I’ve learned of an interesting new type of text extraction and query AI. They seem to have become public during March / Easter and I’d not previously been aware of them. You upload a single PDF, have an AI auto-tag, segment, summarise the segments, and cross-page links built for its various topics and facts, etc. Probably more, ‘under the hood’.

All this is done in order to make the PDF more searchable in the form of “chat”. After upload and analysis you can “chat” with the uploaded PDF, by asking it natural-language questions. Results have natural language answers, and links to the relevant page-numbers. Which means you can check that the AI isn’t getting it wrong (as they often do) due to dodgy ‘facts’ in the model inputs and/or confabulation when forming the reply.

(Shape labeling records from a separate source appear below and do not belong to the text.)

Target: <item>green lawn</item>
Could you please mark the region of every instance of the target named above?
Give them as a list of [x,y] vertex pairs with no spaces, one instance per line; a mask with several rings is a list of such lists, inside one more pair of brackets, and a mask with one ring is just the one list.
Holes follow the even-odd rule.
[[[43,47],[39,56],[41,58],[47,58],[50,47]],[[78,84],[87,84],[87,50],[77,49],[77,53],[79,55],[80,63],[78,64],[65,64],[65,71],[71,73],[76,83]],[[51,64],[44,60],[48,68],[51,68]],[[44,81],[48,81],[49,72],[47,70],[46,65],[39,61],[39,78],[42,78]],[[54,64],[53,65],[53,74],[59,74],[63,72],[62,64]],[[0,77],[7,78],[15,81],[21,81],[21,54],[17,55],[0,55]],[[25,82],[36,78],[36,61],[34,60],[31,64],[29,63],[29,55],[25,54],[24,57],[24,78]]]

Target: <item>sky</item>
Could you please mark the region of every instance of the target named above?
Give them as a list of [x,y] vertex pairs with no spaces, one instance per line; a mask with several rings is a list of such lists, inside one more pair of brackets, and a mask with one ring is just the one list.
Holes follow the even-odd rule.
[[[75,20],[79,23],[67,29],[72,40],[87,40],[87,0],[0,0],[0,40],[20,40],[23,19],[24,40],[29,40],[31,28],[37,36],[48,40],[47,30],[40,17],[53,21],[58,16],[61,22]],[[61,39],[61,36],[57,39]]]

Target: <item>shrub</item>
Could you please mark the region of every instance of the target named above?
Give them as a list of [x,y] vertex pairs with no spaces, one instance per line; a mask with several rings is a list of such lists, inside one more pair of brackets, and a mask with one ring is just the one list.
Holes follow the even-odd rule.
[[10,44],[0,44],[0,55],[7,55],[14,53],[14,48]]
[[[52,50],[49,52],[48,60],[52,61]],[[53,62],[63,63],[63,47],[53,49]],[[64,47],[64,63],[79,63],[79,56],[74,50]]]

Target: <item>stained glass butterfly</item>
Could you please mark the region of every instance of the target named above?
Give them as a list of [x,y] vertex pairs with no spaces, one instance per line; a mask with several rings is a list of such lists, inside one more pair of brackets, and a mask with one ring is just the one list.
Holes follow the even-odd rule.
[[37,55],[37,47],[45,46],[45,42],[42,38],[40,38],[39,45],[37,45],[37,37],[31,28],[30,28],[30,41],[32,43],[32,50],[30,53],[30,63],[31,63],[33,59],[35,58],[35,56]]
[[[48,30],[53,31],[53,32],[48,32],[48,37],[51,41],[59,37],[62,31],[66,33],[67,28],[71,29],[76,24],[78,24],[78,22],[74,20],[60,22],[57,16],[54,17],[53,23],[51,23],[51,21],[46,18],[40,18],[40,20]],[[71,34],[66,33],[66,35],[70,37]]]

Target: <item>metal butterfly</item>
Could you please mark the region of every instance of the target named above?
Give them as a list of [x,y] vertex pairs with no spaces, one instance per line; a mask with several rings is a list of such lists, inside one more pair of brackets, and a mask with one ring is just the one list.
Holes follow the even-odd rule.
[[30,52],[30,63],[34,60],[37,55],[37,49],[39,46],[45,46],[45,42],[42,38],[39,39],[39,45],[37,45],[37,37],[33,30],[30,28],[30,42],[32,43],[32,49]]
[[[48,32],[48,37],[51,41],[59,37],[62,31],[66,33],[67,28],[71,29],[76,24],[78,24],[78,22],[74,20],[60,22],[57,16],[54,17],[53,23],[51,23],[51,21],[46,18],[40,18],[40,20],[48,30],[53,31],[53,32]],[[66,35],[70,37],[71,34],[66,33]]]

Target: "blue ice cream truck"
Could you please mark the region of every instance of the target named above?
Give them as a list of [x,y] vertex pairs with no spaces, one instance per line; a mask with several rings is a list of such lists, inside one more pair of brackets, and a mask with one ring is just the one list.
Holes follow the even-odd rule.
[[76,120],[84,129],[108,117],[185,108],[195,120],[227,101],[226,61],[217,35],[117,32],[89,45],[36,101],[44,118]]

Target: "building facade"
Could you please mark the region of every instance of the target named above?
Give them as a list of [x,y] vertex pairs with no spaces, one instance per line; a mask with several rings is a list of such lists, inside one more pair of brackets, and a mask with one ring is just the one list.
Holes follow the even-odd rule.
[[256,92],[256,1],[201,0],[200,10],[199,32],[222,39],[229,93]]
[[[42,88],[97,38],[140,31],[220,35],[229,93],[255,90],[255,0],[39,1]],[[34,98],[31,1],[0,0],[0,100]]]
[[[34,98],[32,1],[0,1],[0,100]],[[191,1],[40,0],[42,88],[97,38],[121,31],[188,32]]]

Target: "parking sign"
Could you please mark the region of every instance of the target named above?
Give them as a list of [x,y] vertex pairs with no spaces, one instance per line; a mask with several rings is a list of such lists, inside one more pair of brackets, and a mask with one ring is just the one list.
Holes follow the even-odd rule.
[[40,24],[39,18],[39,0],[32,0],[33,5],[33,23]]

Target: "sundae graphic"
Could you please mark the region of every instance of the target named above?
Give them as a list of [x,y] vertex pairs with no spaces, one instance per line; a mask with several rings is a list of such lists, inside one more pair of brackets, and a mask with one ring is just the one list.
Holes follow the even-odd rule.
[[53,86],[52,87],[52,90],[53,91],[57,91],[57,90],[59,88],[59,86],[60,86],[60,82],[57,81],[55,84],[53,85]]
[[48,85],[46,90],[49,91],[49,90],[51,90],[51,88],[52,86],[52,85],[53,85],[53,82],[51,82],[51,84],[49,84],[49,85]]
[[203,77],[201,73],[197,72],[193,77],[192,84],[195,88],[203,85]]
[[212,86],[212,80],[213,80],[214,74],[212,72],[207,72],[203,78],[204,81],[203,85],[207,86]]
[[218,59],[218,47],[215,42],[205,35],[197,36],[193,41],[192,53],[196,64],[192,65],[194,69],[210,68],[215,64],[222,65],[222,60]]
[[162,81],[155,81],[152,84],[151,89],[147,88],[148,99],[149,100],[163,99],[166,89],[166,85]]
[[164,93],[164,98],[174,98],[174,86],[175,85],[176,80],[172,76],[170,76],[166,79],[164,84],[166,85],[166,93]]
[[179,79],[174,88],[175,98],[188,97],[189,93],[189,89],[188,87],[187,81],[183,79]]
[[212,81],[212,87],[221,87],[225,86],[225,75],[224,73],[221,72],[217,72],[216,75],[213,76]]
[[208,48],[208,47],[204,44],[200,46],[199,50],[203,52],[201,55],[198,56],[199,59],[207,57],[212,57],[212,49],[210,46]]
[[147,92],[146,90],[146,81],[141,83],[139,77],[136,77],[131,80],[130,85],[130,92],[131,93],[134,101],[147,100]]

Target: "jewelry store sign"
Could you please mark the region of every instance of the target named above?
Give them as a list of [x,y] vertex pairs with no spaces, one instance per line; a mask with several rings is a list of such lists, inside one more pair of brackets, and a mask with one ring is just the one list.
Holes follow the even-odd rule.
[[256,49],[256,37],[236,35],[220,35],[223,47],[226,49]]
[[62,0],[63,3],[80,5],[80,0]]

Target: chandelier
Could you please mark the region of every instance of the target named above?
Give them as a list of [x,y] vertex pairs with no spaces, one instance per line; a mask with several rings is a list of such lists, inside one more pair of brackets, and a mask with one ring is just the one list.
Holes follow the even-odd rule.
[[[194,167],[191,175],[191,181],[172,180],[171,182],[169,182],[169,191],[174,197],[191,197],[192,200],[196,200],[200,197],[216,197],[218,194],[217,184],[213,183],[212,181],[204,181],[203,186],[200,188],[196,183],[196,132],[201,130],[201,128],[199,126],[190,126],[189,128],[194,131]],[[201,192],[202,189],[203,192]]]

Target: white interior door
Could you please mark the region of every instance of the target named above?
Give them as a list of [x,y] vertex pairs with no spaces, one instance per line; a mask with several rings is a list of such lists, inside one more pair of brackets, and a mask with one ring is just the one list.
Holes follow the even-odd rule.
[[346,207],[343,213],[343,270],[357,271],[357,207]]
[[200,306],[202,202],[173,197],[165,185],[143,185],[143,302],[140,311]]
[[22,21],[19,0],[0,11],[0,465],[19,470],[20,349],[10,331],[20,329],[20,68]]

Such things are exemplified by the likes of ChatPDF, Humata, Unriddle, Docu-Talk and Docalysis. Doubtless Microsoft Office is also ‘on the case’ with this sort of thing, if they don’t already have it in Office 365. I no longer have access to 365, and it’s difficult to discover a good overview explaining their vast range of new AI assistants.

Anyway, the new assistants are perhaps useful for those who want to plump up a traditional back-of-the-book index, and be sure they’ve not missed anything. Doubtless you’ll think of other uses.

As usual with such services, you don’t know where the PDFs or the questions are going after they hit the remote servers in Whereizitagin. So sending PDFs or asking questions that could reveal business or research secrets is not advisable. But I imagine that this sort of ‘one-book analysis’ is not too processor-intensive, so doubtless there will be local non-cloud versions soon enough. If there aren’t already.

But I also wonder what would happen if one uploaded a single-file PDF of the collected fiction (or even letters or essays) of H.P. Lovecraft. To what extent would it be like ‘talking’ with Lovecraft, and how original would it seem? In other words, would it be doing a minimum of comparing statements across disparate pages, then bringing them together in a way that offers a more powerful insight into the topic in question? And could a further ‘style model’ be built from the PDF, which would mean that the replies are given in a Lovecraftian manner?

Meanwhile, a second fully and properly ‘open source’ chat AI is released, OpenAssistant. The first was OpenChatKit a month ago.